I’d love to say that Ballmer is about ready to make his proverbial ‘last life’ be a hailstorm all the way to Bowser’s front door – that he’s learned his lessons and is ready to make the right jumps. But in this analogy, I think it’s fair to say he’s turned into Bowser, the lumbering obstructionist that got so big and ungainly that it can’t even get out of its own way. In chasing his vision, Ballmer has taken a Microsoft that was an awe-inspiring, muscled Cerberus poised with powerful heads in PCs, gaming, development and even (finally) servers and IT infrastructure, and turned it into a dim-witted, multi-headed giant that can’t pick which way to drag its huge body between its many small brains.

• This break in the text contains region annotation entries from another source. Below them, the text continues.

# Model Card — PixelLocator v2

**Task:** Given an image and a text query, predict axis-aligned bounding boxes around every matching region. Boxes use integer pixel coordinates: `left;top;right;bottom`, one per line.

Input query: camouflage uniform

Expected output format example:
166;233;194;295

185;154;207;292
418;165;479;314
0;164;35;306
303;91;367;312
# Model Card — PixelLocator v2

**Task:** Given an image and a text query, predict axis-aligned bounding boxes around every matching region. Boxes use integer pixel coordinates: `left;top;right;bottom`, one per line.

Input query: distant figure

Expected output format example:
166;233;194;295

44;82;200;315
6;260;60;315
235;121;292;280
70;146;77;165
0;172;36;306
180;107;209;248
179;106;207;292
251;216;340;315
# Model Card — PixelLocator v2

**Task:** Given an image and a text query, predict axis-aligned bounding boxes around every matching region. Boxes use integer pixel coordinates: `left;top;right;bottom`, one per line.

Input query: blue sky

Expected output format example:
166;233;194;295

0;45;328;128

Right now, Microsoft is living up to the butt of every joke since Gates left, and its only unifying edict is one that didn’t fit most of its current business model. That’s a real shame, too – the vision Ballmer had is one that could have been pulled off with aplomb and grace if he was willing to look more at the back-end (unification of file formats, user settings migration between unrelated devices, development libraries, communications and coding) instead of the visibility aspects like color schemes and hardware branding. Windows as an OS was a testament to how well you could transparently unify so many different parts to provide a cohesive developmental and user level. If Ballmer’s vision would have been a truly transparent tie-in of C#, Office, ActiveDirectory, SQLServer, Xbox and Windows, the Surface Pro would have been the icing on the cake of the next Microsoft Revolution at both the personal and professional level… and the Surface RT wouldn’t have ever even been required.
Unfortunately, there’s a real difference between being a completionist willing to take a few risks for that top score, and becoming so fixated on a spot that your friend did better than you on, that you never win the game. It’s clear that Ballmer is out of extra lives – what’s not clear now is how many that the company as a whole may lose in figuring out how to get past him.